Across New York, dairy farmers have faced a sudden collapse in demand. With milk, butter, and cheese no longer being ordered by restaurants and schools, dairy processors and transporters have lost their customers. As a consequence, the small farmers who rely on them have been left, in some cases, to pour their milk into the fields.
Two weeks ago, Phil Johnson said his dairy farmers’ cooperative in Orange County, New York began dumping their milk. “I actually fed some of my milk to the cows, a little extra of the calves, and we did spread some in the fields. It is a fertilizer, a very expensive one,” the fourth-generation farmer said.
Johnson said his usual processor was struggling with much of its workforce sheltering in place. He tried to get his product to Chobani, the yogurt company, and some local cheese manufacturers, but nobody could take it. The dumping continued for six days.

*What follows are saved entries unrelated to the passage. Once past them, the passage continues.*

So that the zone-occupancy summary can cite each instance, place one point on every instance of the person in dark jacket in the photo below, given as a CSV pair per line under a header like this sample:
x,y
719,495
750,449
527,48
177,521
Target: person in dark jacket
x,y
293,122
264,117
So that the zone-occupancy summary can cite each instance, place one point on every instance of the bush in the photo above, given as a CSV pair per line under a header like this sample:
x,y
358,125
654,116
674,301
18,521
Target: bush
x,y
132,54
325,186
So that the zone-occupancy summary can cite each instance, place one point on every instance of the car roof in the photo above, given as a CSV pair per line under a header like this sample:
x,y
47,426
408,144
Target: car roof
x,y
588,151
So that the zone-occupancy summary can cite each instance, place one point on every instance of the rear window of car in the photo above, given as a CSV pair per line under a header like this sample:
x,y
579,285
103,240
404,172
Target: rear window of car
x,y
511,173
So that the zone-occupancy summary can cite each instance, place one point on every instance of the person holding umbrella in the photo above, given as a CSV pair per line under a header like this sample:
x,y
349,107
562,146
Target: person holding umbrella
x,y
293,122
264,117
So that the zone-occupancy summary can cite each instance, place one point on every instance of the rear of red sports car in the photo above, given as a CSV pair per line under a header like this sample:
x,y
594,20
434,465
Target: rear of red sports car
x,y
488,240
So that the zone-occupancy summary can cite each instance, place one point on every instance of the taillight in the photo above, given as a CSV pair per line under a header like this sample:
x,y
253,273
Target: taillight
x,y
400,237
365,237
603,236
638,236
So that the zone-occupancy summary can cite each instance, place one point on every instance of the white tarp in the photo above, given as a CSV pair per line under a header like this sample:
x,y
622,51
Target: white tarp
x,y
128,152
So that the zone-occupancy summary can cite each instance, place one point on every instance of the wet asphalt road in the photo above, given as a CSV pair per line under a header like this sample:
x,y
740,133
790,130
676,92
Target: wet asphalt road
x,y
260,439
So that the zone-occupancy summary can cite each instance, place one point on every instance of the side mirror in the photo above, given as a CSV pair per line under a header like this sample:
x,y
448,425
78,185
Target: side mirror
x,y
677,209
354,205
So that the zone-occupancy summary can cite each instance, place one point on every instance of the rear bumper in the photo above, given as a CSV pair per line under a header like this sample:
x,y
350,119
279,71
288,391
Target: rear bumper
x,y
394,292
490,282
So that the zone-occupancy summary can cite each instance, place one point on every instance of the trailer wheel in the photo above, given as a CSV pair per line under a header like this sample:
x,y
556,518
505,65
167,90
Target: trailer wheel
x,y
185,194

“It was kind of a shock really, but we were willing to do our part,” he said. “If that’s our part to get through this thing, we sacrificed at that point.” Less than a week ago, his cooperative started to get back on its feet. Midland Farms, a milk processor near Albany, began to take their loads of milk again. But many others have not been so lucky.
“We’re in uncharted territory, frankly,” said Richard A. Ball, New York’s State Agriculture Commissioner. “Fifty percent of dairy production went to the food service world.”
While demand for milk at supermarkets and food banks is up, dairy farmers have not been able to simply shift supplies that were destined for food service institutions like colleges and hotels, notes Cornell Cooperative Extension specialist Maire Ullrich. Milk needs to be processed quickly and packaged in different ways, depending on the buyer.
"Milk goes to a school or a college in a five gallon bag," she said. “You can't sell that in a grocery store. Now you've got a big demand for the one gallon plastic containers and even though you're blow-molding your own containers in the plant, that machine can only go so fast."
With the food service industry in free fall, New York state agencies have tried to stoke demand by promoting farmers’ markets and providing food banks with funding to purchase produce. But state leaders concede that such initiatives are not enough to bring back business to pre-pandemic levels.
“The slowdown in New York’s economy, caused by Covid-19, the public health crisis, has meant another decline in state revenues,” said State Senator Jen Metzger (D), who represents the Hudson Valley and chairs the Committee on Agriculture. “It’s just the sad reality that the state does not have the resources to make that happen.”
That’s why Metzger along with other state lawmakers and New York’s Department of Agriculture and Markets have asked the federal government to provide relief. Their suggestions include large-scale federal purchases of dairy and compensation for farmers.
“We depend upon federal relief at this point,” said Sen. Metzger, who noted that New York’s dairy industry was already in crisis before the pandemic
As the economy stalls, some regional food distribution service organizations have tried to help make sure dairy products are at least not going to waste. Blessings of Hope is a Pennsylvania-based company that was already transporting excess produce to food insecurity programs before the pandemic. Now, David Lepp, Blessing of Hope’s CEO, says his team has had to handle even more excess product, especially from dairy farmers.
“We probably got ten to twelve thousand gallons in that way in the last week, and we’re looking at doing more,” he said, noting that they serve food banks in New York, New Jersey, and Pennsylvania.
To mitigate the risk of infection, Lepp said, volunteers are now pre-packing food in warehouses and putting them into forty pound boxes for drivers to transport. “What we’re doing is like a drive-through style outreach where people stay in their vehicles, we put a box in their backseat or into their trunk, and then they leave again,” he said.
Thus far, Lepp said they have not worked with New York dairy farmers, since they already have too much product to handle in Pennsylvania.
Johnson, the Orange County dairy producer, said he hopes the federal bailout and assistance programs for small businesses will do more to help families like his.
“I myself felt, like ‘Hey, if we have to dump our milk, we have to dump our milk,’” he said. “Hopefully, down the road, along with other wage earners and businesses, we’re going to get some compensation from the packages the government has put through to help us through this situation.”